The government has set a fuel price cap to help offset some price increases Macro outlook updatesAs we have revisited our base-case scenario for the Middle East development, we have adjusted the key macro outlook for Japan too.
We anticipate that a month-long closure of the Strait of Hormuz could impact growth primarily in the second quarter of 2026, followed by a steady recovery in the second half of the year. Activity data from January and February support our projection of continued GDP growth in 1Q26, building on the recovery seen in 4Q25. We have trimmed down 2Q26 and 3Q26 GDP, and the estimated 2026 GDP growth was lowered from 1.0% year-over-year to 0.8%.
The biggest decline comes from the widening of the trade deficit, while the impact on domestic demand should be limited thanks to various government measures. The burden of higher energy prices will be partly absorbed by government subsidies while wages are expected to rise modestly. Thus, private consumption is likely to continue growing. As robust global AI investment continues amid heightened geopolitical tensions, defence and semiconductor-related investments are expected to grow as well. With the release of oil reserves and an increase in non-Middle East energy imports, interruption of industrial activity should be limited and temporary.

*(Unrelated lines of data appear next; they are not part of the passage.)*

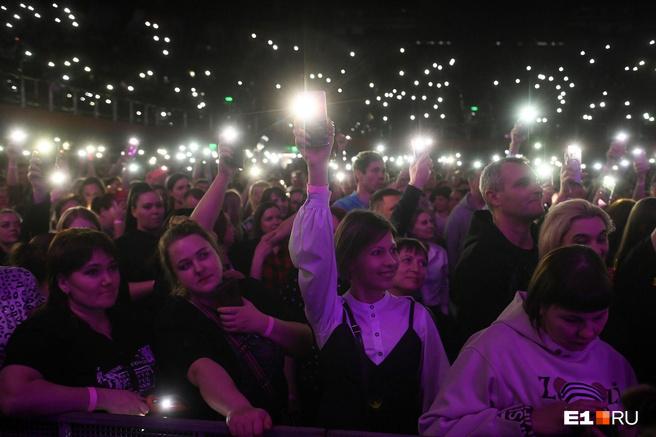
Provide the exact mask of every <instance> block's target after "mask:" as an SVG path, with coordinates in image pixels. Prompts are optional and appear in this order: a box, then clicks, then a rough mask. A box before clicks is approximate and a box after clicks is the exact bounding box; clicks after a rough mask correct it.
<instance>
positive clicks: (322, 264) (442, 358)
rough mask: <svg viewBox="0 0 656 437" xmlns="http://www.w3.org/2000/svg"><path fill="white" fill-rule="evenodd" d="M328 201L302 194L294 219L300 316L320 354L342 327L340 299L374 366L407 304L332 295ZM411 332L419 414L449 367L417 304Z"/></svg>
mask: <svg viewBox="0 0 656 437" xmlns="http://www.w3.org/2000/svg"><path fill="white" fill-rule="evenodd" d="M329 199H330V191H328V187H322V189H318V188H317V187H313V189H312V190H308V199H307V201H306V203H305V204H304V205H303V206H302V207H301V209H300V210H299V211H298V214H297V215H296V218H295V219H294V226H293V228H292V234H291V238H290V241H289V252H290V255H291V258H292V261H293V262H294V265H295V266H296V267H297V268H298V269H299V273H298V282H299V286H300V288H301V293H302V295H303V299H304V301H305V313H306V315H307V318H308V321H309V322H310V325H312V329H313V330H314V334H315V336H316V340H317V344H318V345H319V347H320V348H323V346H324V345H325V344H326V342H327V341H328V339H329V338H330V335H331V334H332V332H333V331H334V330H335V328H337V327H338V326H339V325H340V324H341V323H342V321H343V318H344V309H343V300H342V299H345V300H346V302H347V303H348V305H349V306H350V308H351V310H352V312H353V317H355V320H356V322H357V323H358V325H359V326H360V329H361V330H362V340H363V343H364V348H365V353H366V354H367V356H368V357H369V359H370V360H371V361H372V362H373V363H375V364H377V365H378V364H380V363H381V362H383V361H384V360H385V358H386V357H387V356H388V355H389V354H390V352H392V350H393V349H394V347H395V346H396V344H397V343H398V342H399V340H400V339H401V337H403V335H404V334H405V332H406V330H407V329H408V321H409V315H410V299H408V298H405V297H396V296H392V295H390V294H389V293H385V295H384V296H383V298H381V299H380V300H379V301H377V302H375V303H365V302H361V301H358V300H357V299H355V298H354V297H353V296H352V295H351V294H350V292H349V293H346V294H345V295H344V296H342V297H340V296H338V295H337V262H336V260H335V246H334V241H333V221H332V215H331V212H330V208H329V205H328V202H329ZM413 328H414V330H415V332H416V333H417V335H418V336H419V338H420V339H421V363H420V366H421V372H420V378H421V387H420V388H421V392H422V399H423V402H422V407H423V408H422V410H423V411H426V410H427V409H428V408H429V407H430V405H431V403H432V401H433V399H434V398H435V396H436V395H437V392H438V389H439V387H440V386H441V383H442V381H443V378H444V375H445V373H446V371H447V370H448V368H449V361H448V359H447V357H446V354H445V352H444V347H443V346H442V341H441V339H440V336H439V333H438V332H437V328H436V327H435V323H434V322H433V319H432V317H431V316H430V314H429V312H428V311H427V310H426V309H425V308H424V307H423V306H422V305H420V304H415V314H414V320H413ZM354 365H355V363H354Z"/></svg>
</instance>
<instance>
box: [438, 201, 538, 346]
mask: <svg viewBox="0 0 656 437" xmlns="http://www.w3.org/2000/svg"><path fill="white" fill-rule="evenodd" d="M531 234H532V235H533V241H534V242H536V243H537V227H535V226H532V228H531ZM537 263H538V250H537V244H534V246H533V249H531V250H525V249H521V248H519V247H517V246H515V245H514V244H513V243H511V242H510V241H508V239H507V238H506V237H505V236H504V235H503V234H502V233H501V231H500V230H499V228H497V227H496V225H495V224H494V222H493V221H492V214H491V213H490V211H488V210H482V211H476V212H474V215H473V217H472V222H471V225H470V227H469V233H468V235H467V237H466V239H465V245H464V249H463V252H462V255H461V256H460V261H459V262H458V265H457V266H456V270H455V273H454V277H453V285H452V288H451V299H452V301H453V302H454V304H455V305H456V309H457V322H458V327H459V332H460V344H461V345H462V344H463V343H464V342H465V341H466V340H467V339H468V338H469V337H470V336H471V335H472V334H474V333H475V332H477V331H480V330H481V329H484V328H487V327H488V326H489V325H490V324H491V323H492V322H493V321H494V320H496V318H497V317H498V316H499V314H501V312H502V311H503V309H504V308H505V307H506V306H508V304H509V303H510V301H512V299H513V296H514V295H515V292H516V291H518V290H526V289H527V288H528V283H529V281H530V279H531V275H532V274H533V270H535V267H536V266H537Z"/></svg>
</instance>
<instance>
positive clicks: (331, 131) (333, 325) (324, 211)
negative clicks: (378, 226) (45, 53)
mask: <svg viewBox="0 0 656 437" xmlns="http://www.w3.org/2000/svg"><path fill="white" fill-rule="evenodd" d="M294 135H295V139H296V145H297V146H298V147H299V149H300V150H301V153H302V154H303V156H304V157H305V160H306V162H307V164H308V181H309V184H308V200H307V201H306V202H305V204H304V205H303V206H302V207H301V208H300V210H299V211H298V214H297V215H296V218H295V219H294V225H293V228H292V235H291V238H290V240H289V253H290V256H291V258H292V261H293V263H294V265H295V266H296V267H297V268H298V269H299V272H298V284H299V287H300V289H301V294H302V295H303V299H304V301H305V313H306V316H307V318H308V321H309V322H310V325H311V326H312V328H313V330H314V334H315V336H316V339H317V343H318V344H319V347H323V345H324V344H325V342H326V341H328V338H329V337H330V334H331V333H332V331H333V329H334V328H335V327H337V326H338V325H339V324H340V323H341V316H342V309H341V304H340V302H339V298H338V296H337V262H336V261H335V245H334V242H333V223H332V215H331V213H330V208H329V206H328V202H329V200H330V192H329V191H328V160H329V157H330V148H331V145H332V142H333V136H334V128H333V127H332V124H331V129H329V135H328V137H327V138H321V139H316V138H315V139H312V138H310V137H309V136H308V135H307V134H306V133H305V131H303V130H302V129H300V128H297V129H295V130H294ZM313 140H314V141H315V144H312V141H313ZM310 144H312V145H313V146H319V147H308V146H309V145H310Z"/></svg>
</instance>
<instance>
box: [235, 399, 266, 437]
mask: <svg viewBox="0 0 656 437" xmlns="http://www.w3.org/2000/svg"><path fill="white" fill-rule="evenodd" d="M226 424H227V425H228V429H229V430H230V434H232V435H233V436H237V437H251V436H261V435H262V434H263V433H264V431H266V430H268V429H271V426H273V422H272V421H271V416H269V413H267V412H266V411H264V410H263V409H261V408H254V407H251V406H250V405H249V406H248V407H245V408H240V409H238V410H235V411H231V412H230V413H229V414H228V416H227V417H226Z"/></svg>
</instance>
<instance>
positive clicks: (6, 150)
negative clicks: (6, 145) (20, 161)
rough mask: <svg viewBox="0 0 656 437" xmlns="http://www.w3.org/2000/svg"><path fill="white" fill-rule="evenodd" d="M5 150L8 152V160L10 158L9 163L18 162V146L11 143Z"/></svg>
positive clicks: (19, 148) (9, 159)
mask: <svg viewBox="0 0 656 437" xmlns="http://www.w3.org/2000/svg"><path fill="white" fill-rule="evenodd" d="M5 150H6V151H7V158H9V161H14V162H16V161H18V158H19V157H20V148H19V147H18V146H17V145H16V144H14V143H12V142H11V141H10V142H9V143H8V144H7V146H6V149H5Z"/></svg>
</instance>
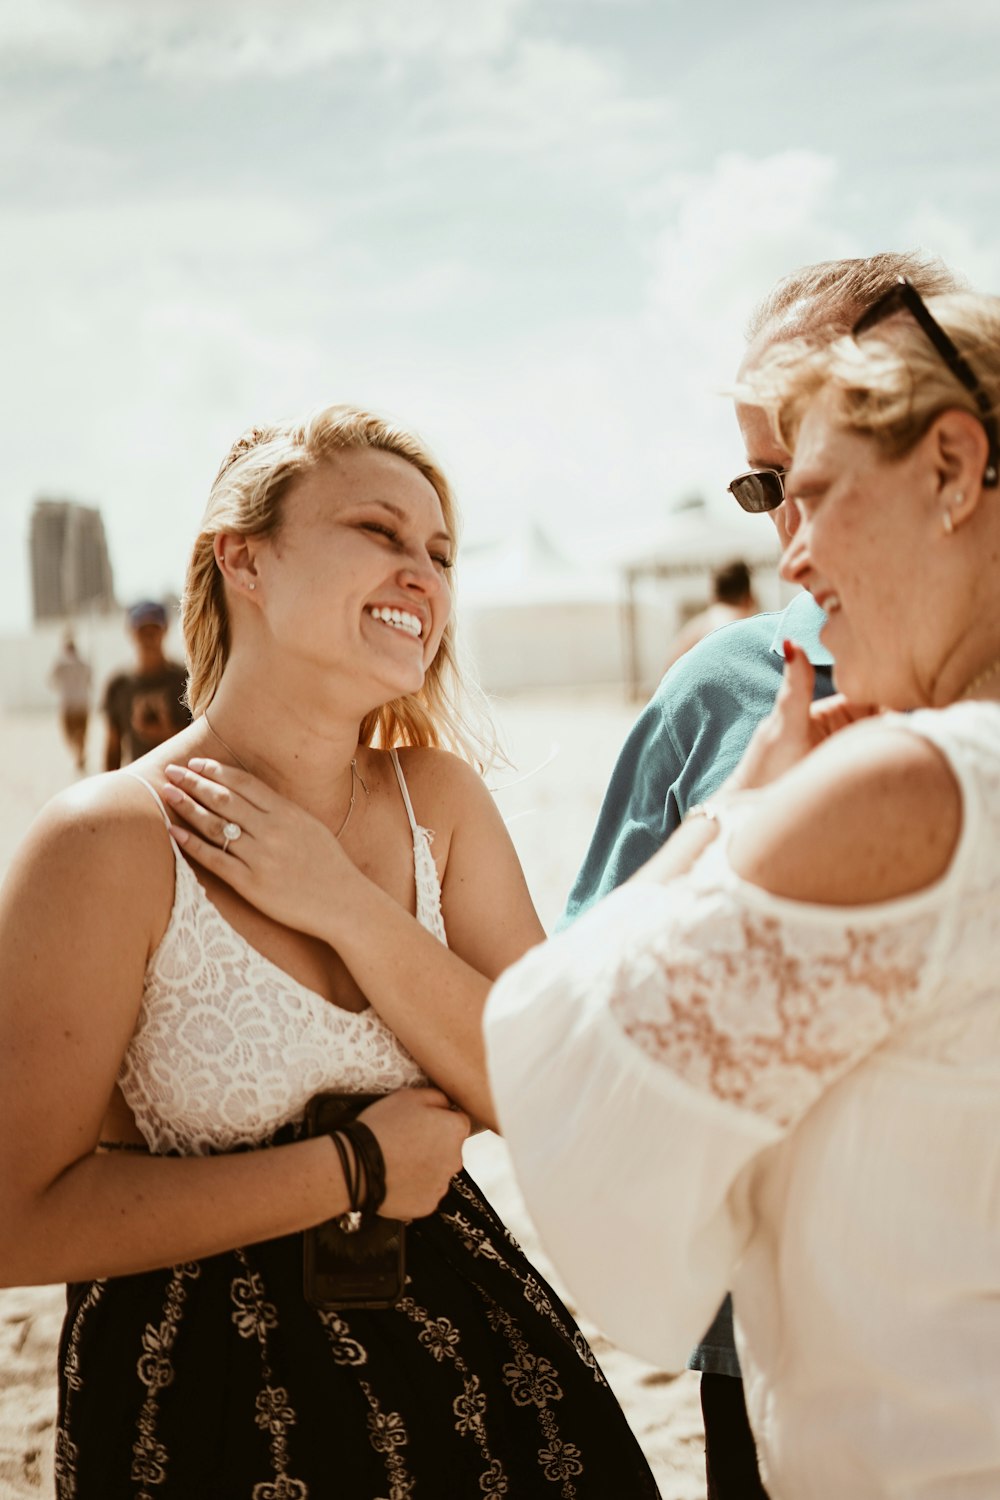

For inflation, we believe the upside pressures will accumulate and spread throughout the year. Under our new oil forecasts, we have added 0.2ppt of CPI to the annual average so that we now see 2.2% YoY growth from 2026. We believe that fuel price rises will be limited thanks to the price cap, and energy prices will also remain stable thanks to government subsidies. However, the second round impact and weak currency will continue to add to price pressures until 2H26.
Headline inflation is expected to stay below 2% due to base effects and energy subsidies; however, it is expected to rebound above 2% the rest of the year. Core inflation excluding fresh food prices is also expected to stay below 2% but see a gradual pick up to above 2% in 2H26.